Zed Series Release Notes

22.0.2

New Features

  • A new option ‘randomize_urls’ can be used to randomize the order in which keystone connects to the LDAP servers in [ldap] ‘url’ list. It is false by default.

22.0.1

Security Issues

  • Passwords will now be automatically truncated if the max_password_length is greater than the allowed length for the selected password hashing algorithm. Currently only bcrypt has fixed allowed lengths defined which is 54 characters. A warning will be generated in the log if a password is truncated. This will not affect existing passwords, however only the first 54 characters of existing bcrypt passwords will be validated.
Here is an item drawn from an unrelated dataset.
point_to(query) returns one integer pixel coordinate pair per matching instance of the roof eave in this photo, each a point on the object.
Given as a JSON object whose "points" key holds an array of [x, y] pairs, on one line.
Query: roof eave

  • [bug 1992183] [CVE-2022-2447] Tokens issued with application credentials will now have their expiration validated against that of the application credential. If the application credential expires before the token the token’s expiration will be set to the same expiration as the application credential. Otherwise the token will use the configured value.

Bug Fixes

  • Passwords that are hashed using bcrypt are now truncated properly to the maximum allowed length by the algorythm. This solves regression, when passwords longer then 54 symbols are getting invalidated after the Keystone upgrade.

22.0.0

New Features

  • [blueprint oauth2-client-credentials-ext] Users can now use the OAuth2.0 Access Token API to get an access token from the keystone identity server with application credentials. Then the users can use the access token to access the OpenStack APIs that use the keystone middleware to support OAuth2.0 client credentials authentication through the keystone identity server.

Upgrade Notes

  • Python 3.6 & 3.7 support has been dropped. The minimum version of Python now supported is Python 3.8.

  • The database migration engine has changed from sqlalchemy-migrate to alembic. For most deployments, this should have minimal to no impact and the switch should be mostly transparent. The main user-facing impact is the change in schema versioning. While sqlalchemy-migrate used a linear, integer-based versioning scheme, which required placeholder migrations to allow for potential migration backports, alembic uses a distributed version control-like schema where a migration’s ancestor is encoded in the file and branches are possible. The alembic migration files therefore use a arbitrary UUID-like naming scheme and the keystone-manage db_version command returns such a version.

    When the keystone-manage db_sync command is run without options or with the --expand or --contract options, all remaining sqlalchemy-migrate-based migrations will be automatically applied.

    Data migrations are now included in the expand phase and the --migrate option is now a no-op. It may be removed in a future release.

Bug Fixes

  • [bug 1926483] Keystone will only log warnings about token length for Fernet tokens when the token length exceeds the value of keystone.conf [DEFAULT] max_token_size.